REMEMBER to THINK UNITS and THINK EQUATIONS

in all problem based work

Henry’s Law
Concentration of gas dissolved in solution is greater
if pressure of gas above liquid is greater

Cgas = kH Pgas mol/L = (mol/L atm) (atm) or g/L = (g/ L atm) (atm)

where Cgas is concentration of gas dissolved in liquid (mol/L)

Pgas is the pressure of gas above liquid (atm)
kH is the Henry’s law constant that connects these two values (mol/L)/atm
(determine kH experimentally or look up available values in tables

A carbonated beverage is sealed under high pressure of CO2

and this causes more carbon dioxide to dissolve in water.

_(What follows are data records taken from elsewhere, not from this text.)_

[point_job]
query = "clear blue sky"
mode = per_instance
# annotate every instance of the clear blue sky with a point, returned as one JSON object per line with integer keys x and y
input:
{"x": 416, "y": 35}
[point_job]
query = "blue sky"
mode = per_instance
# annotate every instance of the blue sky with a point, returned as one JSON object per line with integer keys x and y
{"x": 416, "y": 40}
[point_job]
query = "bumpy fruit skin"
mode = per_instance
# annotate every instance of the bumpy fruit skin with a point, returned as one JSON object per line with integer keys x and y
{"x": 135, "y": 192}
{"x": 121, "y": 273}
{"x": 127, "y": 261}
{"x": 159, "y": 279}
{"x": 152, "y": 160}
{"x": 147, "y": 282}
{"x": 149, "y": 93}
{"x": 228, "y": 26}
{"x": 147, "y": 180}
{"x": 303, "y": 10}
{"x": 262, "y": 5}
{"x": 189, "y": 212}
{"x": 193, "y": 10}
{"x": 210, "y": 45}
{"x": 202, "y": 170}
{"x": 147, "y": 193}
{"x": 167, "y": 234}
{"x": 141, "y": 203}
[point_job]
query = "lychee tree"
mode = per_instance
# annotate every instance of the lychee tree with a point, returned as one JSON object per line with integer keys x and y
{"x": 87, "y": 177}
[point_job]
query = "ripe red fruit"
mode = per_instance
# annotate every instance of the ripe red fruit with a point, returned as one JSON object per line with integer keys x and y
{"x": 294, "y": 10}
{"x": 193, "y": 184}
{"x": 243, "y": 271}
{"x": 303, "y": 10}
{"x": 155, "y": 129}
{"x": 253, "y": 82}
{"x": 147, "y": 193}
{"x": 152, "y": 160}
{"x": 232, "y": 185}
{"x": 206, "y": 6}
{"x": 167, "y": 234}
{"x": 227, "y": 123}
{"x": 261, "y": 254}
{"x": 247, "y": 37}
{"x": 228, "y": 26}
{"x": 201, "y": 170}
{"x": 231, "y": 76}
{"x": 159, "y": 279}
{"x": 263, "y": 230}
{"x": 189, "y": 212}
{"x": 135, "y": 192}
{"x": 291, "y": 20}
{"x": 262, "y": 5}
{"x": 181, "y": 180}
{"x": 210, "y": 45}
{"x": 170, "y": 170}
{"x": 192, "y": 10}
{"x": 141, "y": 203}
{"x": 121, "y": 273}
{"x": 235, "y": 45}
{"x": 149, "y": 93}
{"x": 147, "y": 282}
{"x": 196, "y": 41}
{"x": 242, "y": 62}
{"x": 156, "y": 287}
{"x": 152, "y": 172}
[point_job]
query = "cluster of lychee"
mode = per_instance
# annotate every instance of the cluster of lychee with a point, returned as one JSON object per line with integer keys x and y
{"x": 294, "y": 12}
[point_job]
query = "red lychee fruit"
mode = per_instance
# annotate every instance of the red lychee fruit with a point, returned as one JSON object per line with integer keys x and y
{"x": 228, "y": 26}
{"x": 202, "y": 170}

and so when opened with lower pressure in the air around us than in the can,
the CO2 is less soluble and bubbles out of solution.

ex: Consider a carbonated beverage bottled under 5.0 atm of pressure.

What is the concentration of CO2 when bottled under above pressure
and after opened where pressure of atmospheric CO2 is 0.00039* atm ?
Henry’s law constant kH (CO2 in water) is 0.0313 mol/ (L atm )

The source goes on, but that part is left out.